The Canadian Radio-television and Telecommunications Commission (CRTC) has issued a decision requiring large fixed telecoms network operators in Ontario and Quebec to provide smaller competitors with access to fibre-to-the-home (FTTH) networks within six months. The CRTC is setting the interim rates that competitors will pay when selling services over these networks, and says that these rates ‘were chosen to allow Canada’s large internet companies to continue investing in their networks to deliver high-quality services to Canadians,’ while noting that in Ontario and Quebec ‘competition has declined most significantly’, demonstrated by the statistic that independent wholesale-based competitors served 47% fewer subscribers in Ontario and Quebec at the end of 2022 than they did two years prior (partly due to several competitors having been acquired by larger broadband providers). In issuing its decision on 6 November the CRTC stated that the six-month period will ‘allow companies to prepare their networks, and to develop information technology and billing systems’.

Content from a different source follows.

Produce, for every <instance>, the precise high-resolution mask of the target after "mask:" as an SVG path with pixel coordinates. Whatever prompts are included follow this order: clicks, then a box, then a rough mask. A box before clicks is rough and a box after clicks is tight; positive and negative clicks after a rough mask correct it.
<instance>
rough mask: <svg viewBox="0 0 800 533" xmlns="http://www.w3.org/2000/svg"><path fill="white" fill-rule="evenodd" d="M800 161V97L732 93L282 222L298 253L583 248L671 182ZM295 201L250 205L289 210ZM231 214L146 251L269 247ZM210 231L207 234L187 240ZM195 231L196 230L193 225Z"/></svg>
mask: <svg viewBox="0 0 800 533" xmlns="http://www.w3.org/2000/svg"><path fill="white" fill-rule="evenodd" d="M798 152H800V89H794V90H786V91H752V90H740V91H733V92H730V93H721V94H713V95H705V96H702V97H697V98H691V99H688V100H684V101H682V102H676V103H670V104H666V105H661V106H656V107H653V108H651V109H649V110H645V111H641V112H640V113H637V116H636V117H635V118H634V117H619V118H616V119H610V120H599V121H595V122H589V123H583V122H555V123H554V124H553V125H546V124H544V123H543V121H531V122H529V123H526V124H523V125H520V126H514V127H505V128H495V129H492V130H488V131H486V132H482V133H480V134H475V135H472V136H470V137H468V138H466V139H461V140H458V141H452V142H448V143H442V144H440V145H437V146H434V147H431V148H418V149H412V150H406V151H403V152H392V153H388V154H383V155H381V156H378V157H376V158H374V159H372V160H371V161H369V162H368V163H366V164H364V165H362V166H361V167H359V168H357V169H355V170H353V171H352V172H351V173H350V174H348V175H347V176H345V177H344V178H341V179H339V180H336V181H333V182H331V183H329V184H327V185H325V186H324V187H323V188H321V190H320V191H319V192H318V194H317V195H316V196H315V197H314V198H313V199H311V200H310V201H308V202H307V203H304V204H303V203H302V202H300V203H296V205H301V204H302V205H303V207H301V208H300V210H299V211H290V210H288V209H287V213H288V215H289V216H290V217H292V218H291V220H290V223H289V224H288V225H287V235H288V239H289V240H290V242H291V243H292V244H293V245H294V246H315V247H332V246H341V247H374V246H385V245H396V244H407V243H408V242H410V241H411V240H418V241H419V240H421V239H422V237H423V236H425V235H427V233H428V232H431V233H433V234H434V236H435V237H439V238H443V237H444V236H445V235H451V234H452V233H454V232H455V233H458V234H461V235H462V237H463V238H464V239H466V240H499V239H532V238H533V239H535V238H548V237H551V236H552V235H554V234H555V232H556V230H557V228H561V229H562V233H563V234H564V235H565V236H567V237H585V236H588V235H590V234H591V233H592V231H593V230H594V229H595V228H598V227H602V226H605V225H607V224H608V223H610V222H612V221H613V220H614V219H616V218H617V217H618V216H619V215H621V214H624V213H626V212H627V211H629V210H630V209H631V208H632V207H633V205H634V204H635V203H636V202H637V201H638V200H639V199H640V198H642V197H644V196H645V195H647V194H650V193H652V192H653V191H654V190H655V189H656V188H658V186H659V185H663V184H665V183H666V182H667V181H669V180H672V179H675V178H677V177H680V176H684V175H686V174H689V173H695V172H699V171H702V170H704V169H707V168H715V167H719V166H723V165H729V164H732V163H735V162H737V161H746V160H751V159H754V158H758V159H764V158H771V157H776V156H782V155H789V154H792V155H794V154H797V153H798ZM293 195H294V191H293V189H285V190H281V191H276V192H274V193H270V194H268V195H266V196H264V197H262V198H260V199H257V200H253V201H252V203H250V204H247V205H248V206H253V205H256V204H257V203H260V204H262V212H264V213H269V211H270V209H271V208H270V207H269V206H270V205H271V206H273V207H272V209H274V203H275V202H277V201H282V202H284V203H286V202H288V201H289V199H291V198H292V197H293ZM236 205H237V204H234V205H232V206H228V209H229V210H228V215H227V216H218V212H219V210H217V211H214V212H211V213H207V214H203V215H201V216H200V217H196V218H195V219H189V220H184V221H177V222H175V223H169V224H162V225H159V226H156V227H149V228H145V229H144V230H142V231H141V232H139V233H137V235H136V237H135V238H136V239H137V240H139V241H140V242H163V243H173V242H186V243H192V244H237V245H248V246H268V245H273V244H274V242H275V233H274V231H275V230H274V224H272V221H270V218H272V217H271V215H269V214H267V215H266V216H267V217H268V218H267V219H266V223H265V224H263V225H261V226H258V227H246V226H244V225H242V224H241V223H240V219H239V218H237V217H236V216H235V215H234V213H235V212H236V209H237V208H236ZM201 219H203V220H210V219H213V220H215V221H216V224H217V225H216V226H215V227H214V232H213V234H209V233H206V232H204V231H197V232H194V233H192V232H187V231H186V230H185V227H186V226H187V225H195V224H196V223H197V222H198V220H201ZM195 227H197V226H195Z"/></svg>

Major telco Bell Canada responded negatively to the announcement, however, issuing a statement that it plans to cut capital expenditure and reduce high speed fibre internet expansion due to the CRTC decision ‘that discourages network investment’. Bell says it will reduce planned network investment by over CAD1 billion (USD732 million) in 2024-25, including a minimum of CAD500 to CAD600 million next year ‘as a direct result of the CRTC decision’, which it claims ‘leaves access to high speed fibre internet at risk for millions of Canadians in rural, suburban and urban communities’. The reduction is in addition to Bell’s earlier decision to decrease its 2023 CAPEX budget by CAD100 million in anticipation of the CRTC ruling. Bell – currently operating a fibre broadband network covering over seven million homes and businesses – notes that its near-term plan was to extend direct fibre access to nine million premises by the end of 2025, but it will now reconsider pending builds in all communities where it had planned to expand, and will reduce its 2025 build target to 8.3 million locations. Furthermore, Bell called the CRTC’s order to open up fibre networks in Ontario and Quebec but not in western Canada ‘arbitrary’, given that ‘there are over three million fibre locations passed in western Canada’ (led by rival telco Telus), arguing that if the intent of the decision was to benefit consumers then it was ‘capricious to leave western Canadian consumers behind.’
In March 2023 the CRTC issued a decision lowering certain wholesale fixed broadband internet access fees by 10%, whilst launching a public consultation to reassess wholesale rates more broadly, with the aims of supporting increased competition, more choice for end users and lower retail prices. The regulator’s review remains ongoing, with public hearings scheduled to start on 12 February 2024.